Entendue à titre de simple renseignement, Mariama Kamara, fiancée de l’accusé, a fait savoir qu’elle avait un projet de mariage avec celui-ci. Et, c’est à travers les rumeurs du quartier qu’elle a appris que son amoureux était parti en Syrie pour faire le djihad. «Je me suis dit si tel est le cas, Dieu fasse qu’il rentre très rapidement », a déclaré Mariama qui dépeint son homme comme une personne non violente, sociable et pieuse.
« Je ne considère pas Assane comme un Djihadiste. C’est une personne qui n’est pas violente. Il est calme. Il prie, il jeûne. Il interdit le mal et conseille le bien. Il est toujours résolu à m’épouser. J’ai confiance en lui. Il m’aime toujours », témoigne-t-elle, non sans dire que Assane Kamara ne lui a jamais parlé de ses amis au canada.
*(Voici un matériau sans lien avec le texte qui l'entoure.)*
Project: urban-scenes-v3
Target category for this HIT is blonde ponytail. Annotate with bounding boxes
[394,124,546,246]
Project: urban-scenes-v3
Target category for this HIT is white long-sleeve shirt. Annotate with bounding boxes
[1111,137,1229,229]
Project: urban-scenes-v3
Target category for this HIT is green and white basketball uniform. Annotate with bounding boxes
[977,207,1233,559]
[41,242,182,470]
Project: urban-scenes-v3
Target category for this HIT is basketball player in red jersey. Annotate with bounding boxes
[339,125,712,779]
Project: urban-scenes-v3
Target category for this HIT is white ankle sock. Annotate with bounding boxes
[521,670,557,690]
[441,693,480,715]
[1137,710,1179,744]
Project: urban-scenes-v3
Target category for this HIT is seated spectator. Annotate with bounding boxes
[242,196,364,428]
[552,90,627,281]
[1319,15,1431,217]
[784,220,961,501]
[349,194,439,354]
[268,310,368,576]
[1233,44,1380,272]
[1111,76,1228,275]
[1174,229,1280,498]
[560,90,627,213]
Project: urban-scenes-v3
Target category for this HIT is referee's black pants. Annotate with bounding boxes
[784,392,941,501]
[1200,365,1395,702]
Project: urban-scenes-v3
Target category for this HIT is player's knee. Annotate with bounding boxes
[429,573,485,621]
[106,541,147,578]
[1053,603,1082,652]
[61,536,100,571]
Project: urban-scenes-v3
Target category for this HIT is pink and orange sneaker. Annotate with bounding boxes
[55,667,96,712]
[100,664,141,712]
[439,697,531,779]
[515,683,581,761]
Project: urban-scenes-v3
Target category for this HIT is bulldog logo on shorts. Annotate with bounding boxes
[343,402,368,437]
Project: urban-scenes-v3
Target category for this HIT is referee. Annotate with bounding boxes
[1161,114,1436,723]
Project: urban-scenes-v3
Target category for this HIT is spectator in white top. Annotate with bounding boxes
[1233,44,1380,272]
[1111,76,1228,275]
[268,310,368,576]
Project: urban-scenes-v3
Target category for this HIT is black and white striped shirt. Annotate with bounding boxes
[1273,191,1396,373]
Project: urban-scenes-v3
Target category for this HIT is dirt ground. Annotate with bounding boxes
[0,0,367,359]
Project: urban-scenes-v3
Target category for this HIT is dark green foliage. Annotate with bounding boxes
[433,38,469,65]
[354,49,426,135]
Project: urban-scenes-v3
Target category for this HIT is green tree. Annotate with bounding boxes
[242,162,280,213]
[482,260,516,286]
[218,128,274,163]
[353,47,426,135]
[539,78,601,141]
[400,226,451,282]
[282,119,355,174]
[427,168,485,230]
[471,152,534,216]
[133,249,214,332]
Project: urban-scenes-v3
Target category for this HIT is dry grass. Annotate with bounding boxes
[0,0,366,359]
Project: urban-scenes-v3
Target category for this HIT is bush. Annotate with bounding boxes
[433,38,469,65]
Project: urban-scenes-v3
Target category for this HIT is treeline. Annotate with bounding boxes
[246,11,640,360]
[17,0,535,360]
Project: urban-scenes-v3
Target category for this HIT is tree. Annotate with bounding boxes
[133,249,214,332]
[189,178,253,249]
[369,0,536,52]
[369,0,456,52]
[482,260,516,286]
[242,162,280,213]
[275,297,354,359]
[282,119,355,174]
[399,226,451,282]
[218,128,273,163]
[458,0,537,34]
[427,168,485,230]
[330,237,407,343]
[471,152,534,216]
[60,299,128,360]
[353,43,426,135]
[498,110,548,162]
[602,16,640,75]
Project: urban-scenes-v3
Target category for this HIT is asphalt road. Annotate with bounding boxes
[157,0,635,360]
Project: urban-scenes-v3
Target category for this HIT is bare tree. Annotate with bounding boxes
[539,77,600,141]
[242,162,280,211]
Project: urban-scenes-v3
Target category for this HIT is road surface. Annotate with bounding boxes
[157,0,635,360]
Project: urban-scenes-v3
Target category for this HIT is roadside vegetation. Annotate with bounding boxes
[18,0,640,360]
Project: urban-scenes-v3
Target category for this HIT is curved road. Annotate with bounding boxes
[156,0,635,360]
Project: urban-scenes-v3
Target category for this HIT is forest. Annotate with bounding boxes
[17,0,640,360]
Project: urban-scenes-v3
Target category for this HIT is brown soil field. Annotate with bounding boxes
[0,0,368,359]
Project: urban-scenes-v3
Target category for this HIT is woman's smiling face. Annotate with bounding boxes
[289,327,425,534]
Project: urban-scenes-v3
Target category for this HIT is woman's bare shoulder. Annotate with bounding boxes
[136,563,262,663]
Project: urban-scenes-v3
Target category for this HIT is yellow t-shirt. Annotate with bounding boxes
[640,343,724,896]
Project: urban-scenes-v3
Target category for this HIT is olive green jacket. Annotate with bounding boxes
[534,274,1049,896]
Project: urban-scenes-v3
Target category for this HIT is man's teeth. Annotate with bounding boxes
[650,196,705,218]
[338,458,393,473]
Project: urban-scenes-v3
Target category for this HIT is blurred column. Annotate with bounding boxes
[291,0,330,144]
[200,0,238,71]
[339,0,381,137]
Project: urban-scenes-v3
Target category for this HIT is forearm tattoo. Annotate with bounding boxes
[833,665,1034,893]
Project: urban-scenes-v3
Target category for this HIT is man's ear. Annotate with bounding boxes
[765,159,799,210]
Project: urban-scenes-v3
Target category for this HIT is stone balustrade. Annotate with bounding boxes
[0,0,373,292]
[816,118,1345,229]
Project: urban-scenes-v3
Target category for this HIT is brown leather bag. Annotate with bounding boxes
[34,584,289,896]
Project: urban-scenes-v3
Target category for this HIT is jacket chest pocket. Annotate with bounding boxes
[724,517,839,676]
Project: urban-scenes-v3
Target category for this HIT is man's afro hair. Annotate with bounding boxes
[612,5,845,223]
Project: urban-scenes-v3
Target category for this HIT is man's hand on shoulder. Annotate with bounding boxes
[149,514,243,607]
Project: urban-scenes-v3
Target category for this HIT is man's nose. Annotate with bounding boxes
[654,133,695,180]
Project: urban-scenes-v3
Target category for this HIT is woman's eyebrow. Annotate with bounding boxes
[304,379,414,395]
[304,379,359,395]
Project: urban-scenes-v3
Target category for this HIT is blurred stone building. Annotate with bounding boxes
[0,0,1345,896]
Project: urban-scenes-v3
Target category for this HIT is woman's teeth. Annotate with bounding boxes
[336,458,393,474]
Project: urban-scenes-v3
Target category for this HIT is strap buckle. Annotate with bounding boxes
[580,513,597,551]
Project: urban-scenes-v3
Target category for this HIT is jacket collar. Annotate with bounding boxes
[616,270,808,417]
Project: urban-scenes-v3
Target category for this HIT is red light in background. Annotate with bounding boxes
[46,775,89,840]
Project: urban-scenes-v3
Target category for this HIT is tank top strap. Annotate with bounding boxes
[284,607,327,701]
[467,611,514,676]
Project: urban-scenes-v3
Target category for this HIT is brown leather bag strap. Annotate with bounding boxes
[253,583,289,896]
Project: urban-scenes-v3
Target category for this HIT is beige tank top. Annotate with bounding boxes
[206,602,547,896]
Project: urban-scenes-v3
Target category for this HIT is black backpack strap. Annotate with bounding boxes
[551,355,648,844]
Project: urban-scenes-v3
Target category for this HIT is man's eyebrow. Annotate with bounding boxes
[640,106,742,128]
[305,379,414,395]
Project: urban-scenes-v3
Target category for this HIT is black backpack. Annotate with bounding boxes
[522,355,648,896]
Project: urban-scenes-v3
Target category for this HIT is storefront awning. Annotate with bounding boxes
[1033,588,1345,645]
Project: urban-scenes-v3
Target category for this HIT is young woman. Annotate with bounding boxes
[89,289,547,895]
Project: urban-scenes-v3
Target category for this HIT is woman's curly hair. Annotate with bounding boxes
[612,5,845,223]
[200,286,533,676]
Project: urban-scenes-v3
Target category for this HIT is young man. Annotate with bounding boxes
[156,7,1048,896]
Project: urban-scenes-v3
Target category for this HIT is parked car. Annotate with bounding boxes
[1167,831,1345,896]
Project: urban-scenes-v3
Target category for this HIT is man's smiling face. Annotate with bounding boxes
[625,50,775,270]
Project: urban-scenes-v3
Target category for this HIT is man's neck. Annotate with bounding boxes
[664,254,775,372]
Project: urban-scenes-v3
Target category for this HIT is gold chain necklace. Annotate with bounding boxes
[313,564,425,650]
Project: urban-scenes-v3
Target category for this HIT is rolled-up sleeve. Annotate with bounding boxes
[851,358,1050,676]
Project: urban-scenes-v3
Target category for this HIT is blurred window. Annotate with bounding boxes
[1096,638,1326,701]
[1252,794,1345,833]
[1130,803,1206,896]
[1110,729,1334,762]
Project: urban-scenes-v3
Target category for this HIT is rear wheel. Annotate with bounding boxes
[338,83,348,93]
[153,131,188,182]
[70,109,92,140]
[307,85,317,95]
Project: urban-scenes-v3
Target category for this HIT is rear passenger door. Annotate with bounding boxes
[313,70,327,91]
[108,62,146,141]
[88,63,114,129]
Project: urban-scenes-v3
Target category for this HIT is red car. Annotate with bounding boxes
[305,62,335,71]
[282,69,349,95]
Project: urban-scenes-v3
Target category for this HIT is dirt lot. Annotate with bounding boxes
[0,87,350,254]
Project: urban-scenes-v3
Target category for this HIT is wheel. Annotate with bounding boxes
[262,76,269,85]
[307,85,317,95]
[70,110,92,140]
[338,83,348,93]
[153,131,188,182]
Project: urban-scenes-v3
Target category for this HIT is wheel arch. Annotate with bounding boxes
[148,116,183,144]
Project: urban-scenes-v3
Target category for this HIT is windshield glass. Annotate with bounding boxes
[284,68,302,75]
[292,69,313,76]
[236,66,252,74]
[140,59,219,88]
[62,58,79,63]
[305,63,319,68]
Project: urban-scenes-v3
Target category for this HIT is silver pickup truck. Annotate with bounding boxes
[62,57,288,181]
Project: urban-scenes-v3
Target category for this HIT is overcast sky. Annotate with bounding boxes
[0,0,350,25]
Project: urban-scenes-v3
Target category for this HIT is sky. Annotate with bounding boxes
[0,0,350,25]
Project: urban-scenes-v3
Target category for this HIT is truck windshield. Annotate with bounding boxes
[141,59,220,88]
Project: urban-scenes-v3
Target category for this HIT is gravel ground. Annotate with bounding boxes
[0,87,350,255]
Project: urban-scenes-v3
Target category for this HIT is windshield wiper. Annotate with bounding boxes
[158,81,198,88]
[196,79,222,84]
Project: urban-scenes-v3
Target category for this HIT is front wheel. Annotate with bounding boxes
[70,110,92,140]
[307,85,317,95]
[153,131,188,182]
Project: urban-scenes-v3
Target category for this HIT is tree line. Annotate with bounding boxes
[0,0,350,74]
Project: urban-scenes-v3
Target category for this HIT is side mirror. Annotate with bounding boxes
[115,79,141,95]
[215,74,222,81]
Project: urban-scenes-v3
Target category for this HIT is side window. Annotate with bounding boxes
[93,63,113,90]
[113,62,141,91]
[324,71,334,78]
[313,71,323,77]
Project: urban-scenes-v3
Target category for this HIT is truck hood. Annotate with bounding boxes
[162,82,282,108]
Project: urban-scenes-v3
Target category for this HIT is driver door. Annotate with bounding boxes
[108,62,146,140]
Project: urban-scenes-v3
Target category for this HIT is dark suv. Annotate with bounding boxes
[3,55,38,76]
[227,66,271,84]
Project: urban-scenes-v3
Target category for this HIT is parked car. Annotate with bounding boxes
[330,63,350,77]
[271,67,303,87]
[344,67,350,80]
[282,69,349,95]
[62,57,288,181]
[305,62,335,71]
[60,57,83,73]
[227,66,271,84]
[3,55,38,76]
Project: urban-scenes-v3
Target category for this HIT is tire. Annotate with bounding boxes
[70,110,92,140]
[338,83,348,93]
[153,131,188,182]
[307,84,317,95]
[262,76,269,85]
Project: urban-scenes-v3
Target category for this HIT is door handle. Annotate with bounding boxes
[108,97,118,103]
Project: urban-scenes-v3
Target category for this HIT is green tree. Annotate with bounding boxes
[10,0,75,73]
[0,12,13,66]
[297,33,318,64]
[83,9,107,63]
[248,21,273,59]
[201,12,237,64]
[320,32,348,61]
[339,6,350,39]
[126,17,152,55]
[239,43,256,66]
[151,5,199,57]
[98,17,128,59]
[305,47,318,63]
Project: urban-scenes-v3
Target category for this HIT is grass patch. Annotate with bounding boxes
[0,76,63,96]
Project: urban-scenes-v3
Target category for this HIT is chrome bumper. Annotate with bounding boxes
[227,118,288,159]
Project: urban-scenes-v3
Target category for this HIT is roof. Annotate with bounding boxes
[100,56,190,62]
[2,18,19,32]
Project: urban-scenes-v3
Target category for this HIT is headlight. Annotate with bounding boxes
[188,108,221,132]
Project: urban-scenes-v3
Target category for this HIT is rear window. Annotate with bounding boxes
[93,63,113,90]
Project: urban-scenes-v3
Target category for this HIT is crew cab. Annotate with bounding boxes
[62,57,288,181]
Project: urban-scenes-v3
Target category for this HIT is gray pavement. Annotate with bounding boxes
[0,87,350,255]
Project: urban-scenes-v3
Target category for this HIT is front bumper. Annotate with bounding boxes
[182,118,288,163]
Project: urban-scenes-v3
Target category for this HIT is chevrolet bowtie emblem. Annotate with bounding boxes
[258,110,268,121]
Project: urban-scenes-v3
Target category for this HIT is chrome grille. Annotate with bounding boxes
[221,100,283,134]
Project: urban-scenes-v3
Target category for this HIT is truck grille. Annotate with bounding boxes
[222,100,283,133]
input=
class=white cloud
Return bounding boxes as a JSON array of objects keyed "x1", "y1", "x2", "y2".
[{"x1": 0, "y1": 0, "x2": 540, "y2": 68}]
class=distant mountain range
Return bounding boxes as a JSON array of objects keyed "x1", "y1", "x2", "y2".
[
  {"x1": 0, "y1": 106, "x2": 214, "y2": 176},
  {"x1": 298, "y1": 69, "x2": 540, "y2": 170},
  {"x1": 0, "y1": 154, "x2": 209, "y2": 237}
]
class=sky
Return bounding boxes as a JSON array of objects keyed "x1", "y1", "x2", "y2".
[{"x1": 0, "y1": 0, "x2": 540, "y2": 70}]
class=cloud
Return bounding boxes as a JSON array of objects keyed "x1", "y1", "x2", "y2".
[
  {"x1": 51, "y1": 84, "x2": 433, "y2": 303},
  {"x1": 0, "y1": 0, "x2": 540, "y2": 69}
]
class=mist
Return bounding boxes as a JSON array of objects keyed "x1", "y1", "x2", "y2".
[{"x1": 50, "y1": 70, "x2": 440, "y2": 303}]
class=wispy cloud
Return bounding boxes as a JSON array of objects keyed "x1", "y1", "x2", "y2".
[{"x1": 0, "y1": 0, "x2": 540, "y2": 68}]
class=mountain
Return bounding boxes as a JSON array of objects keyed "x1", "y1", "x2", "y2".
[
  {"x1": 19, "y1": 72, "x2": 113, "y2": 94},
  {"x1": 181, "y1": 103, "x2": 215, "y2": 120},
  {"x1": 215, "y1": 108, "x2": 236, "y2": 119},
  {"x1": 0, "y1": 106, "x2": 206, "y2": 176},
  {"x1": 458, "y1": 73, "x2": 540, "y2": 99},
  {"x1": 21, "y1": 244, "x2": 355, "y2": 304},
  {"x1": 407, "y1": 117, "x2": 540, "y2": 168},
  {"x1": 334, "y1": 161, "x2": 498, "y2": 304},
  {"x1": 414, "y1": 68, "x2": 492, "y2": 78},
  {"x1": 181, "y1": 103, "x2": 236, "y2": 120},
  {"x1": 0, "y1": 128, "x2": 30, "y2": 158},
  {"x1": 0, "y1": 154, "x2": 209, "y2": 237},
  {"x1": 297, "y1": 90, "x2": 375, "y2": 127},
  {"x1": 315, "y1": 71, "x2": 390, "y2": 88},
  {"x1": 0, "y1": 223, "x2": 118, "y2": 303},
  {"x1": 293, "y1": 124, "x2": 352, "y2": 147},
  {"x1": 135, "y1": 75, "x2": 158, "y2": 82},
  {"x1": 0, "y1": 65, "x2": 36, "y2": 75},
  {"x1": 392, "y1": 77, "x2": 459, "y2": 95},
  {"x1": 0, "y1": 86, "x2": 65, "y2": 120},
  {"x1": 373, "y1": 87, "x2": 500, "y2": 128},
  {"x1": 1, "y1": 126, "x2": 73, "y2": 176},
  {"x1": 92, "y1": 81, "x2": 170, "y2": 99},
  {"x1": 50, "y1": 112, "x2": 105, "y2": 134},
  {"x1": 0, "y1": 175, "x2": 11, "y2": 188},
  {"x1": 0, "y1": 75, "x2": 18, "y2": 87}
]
Toutes leurs discussions, renseigne-t-elle, portaient sur le mariage.
demi-frère de l’accusé, Bilal Top a soutenu que sa mère était venue chercher Assane au Canada parce qu’elle était inquiète de son changement de comportement. A l’instar de Mariama Kamara, Bilal Top blanchit à grande eau son frère.
« Assane n’est pas un homme violent. c’est un homme qui aime la liberté. Il est sociable. Je ne le considère pas comme un aspirant Djihadiste. Je ne le vois pas combattre dans les rangs de l’Etat islamique », dit-il. Ce, même s’il admet qu’il lui arrivait de temps en temps d’avoir des divergences avec son petit frère sur certains points.
Dans son réquisitoire, le parquet a d’emblée salué « la bravoure, la clairvoyance et le caractère alerte » de la dame Astou Lô qui, après avoir eu à constater un certain nombre de faits, a joué les premiers rôles d’alerte en dénonçant son fils à la Dic. et ce qui est constant dans ce dossier, c’est qu’Assane Kamara, à un moment donné, a quitté Sherbrooke pour aller à Edmonton avec des amis avec qui il partageait le même objectif. Et ses amis se trouvent en Syrie, dans les rangs des djihadistes. De l’avis du maitre des poursuites, la dame Astou Lô a bien fait d’autant qu’elle a eu la perception que seule une mère peut voir quand son fils dévie.
Estimant que les faits de l’espèce ne souffrent d’aucune contestation, il a requis 5 ans de prison ferme contre l’accusé. Selon lui, l’accusé peut bénéficier de circonstances atténuantes du fait que son objectif n’a pas été atteint.